Podkreślił też, że Wielki Post jest czasem sprzyjającym zintensyfikowaniu życia duchowego poprzez święte środki pokutne, jakie oferuje Kościół: post, modlitwę i jałmużnę.
W ten tok myślenia włącza się tegoroczny wielkopostny list arcybiskupa warszawskiego kard. Kazimierza Nycza.
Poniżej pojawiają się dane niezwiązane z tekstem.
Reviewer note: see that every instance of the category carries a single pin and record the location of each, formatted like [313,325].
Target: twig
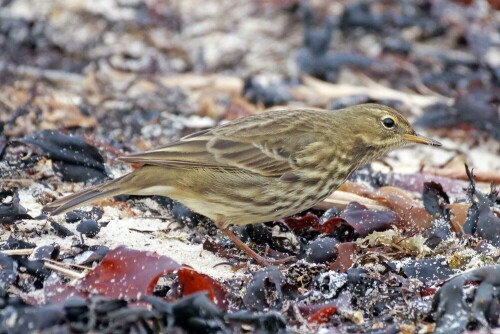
[314,87]
[480,176]
[66,272]
[26,251]
[341,199]
[23,181]
[68,264]
[51,75]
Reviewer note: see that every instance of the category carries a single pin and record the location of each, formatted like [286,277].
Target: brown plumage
[260,168]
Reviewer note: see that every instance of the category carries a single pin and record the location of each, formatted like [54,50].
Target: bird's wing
[259,144]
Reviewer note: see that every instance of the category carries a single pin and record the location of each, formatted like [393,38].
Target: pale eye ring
[388,122]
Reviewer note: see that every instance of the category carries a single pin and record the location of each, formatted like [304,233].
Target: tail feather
[87,196]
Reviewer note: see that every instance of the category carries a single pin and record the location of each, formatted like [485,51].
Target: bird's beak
[416,138]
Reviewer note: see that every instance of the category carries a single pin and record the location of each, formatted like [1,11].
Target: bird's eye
[388,122]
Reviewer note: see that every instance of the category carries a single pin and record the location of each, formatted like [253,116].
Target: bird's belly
[255,202]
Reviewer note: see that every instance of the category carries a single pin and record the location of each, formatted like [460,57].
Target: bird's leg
[244,247]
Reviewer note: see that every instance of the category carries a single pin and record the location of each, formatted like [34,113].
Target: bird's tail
[87,196]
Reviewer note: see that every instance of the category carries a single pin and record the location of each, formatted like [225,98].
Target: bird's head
[382,128]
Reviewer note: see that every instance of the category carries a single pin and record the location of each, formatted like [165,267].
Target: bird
[259,168]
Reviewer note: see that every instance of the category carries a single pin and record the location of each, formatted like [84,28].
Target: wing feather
[259,144]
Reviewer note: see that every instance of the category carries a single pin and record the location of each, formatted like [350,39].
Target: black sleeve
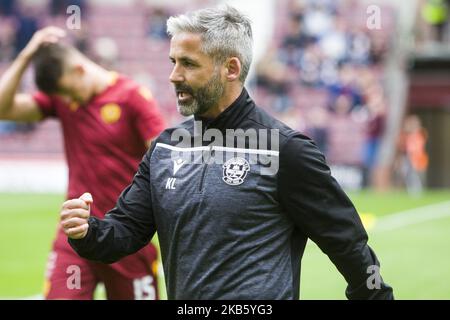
[322,211]
[126,228]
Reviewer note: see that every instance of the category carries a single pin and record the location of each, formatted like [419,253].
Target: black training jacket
[233,217]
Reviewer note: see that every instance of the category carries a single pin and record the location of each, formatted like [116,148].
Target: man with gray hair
[228,230]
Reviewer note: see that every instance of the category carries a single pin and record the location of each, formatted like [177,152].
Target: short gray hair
[225,32]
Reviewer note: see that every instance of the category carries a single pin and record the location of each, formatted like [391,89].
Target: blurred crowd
[321,48]
[326,46]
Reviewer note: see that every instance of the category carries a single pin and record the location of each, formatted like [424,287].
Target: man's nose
[176,76]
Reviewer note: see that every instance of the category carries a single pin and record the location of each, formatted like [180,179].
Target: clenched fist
[74,216]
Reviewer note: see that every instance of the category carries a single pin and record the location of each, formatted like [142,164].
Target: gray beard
[204,98]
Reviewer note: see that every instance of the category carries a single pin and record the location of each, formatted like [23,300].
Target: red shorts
[69,276]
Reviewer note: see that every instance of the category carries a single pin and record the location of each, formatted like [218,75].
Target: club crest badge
[235,170]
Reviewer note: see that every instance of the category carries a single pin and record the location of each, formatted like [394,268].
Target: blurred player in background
[108,122]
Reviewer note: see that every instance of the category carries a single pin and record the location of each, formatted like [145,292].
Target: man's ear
[233,69]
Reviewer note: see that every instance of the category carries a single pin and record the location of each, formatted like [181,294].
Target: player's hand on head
[42,36]
[74,216]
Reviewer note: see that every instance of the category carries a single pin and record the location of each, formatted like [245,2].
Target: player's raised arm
[74,216]
[22,107]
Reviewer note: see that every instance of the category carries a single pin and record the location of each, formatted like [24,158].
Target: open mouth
[183,95]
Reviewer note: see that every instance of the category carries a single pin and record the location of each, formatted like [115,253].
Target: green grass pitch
[415,258]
Mam nadzieję, że okaże się on wyjściem naprzeciw tym, którzy nie radzą sobie z przeżywaniem okresu rozpoczynającego się w Środę Popielcową. Co prawda adresatami listu są wierni archidiecezji warszawskiej, ale nic nie stoi na przeszkodzie, aby także polscy katolicy z innych diecezji wzięli go sobie do serca.
W podejściu zaprezentowanym przez kard. Nycza zwraca uwagę koncentracja wokół kilku konkretów.
Po pierwsze, problem hejtu podjęty w aspekcie postu. Wielokrotnie słyszałem utyskiwania, że Kościół nie reaguje na szerzącą się zwłaszcza w Internecie nienawiść i agresję, że w ten sposób jakby dawał milczące przyzwolenie. Arcybiskup warszawski proponuje wykorzystać Wielki Post do zerwania z tym zjawiskiem. Wbrew niektórym interpretacjom jego słów, wcale nie sugeruje, że po Wielkanocy można do hejtowania wrócić. Ten post ma przynieść trwałe owoce. Kard. Nycz napisał to wyraźnie.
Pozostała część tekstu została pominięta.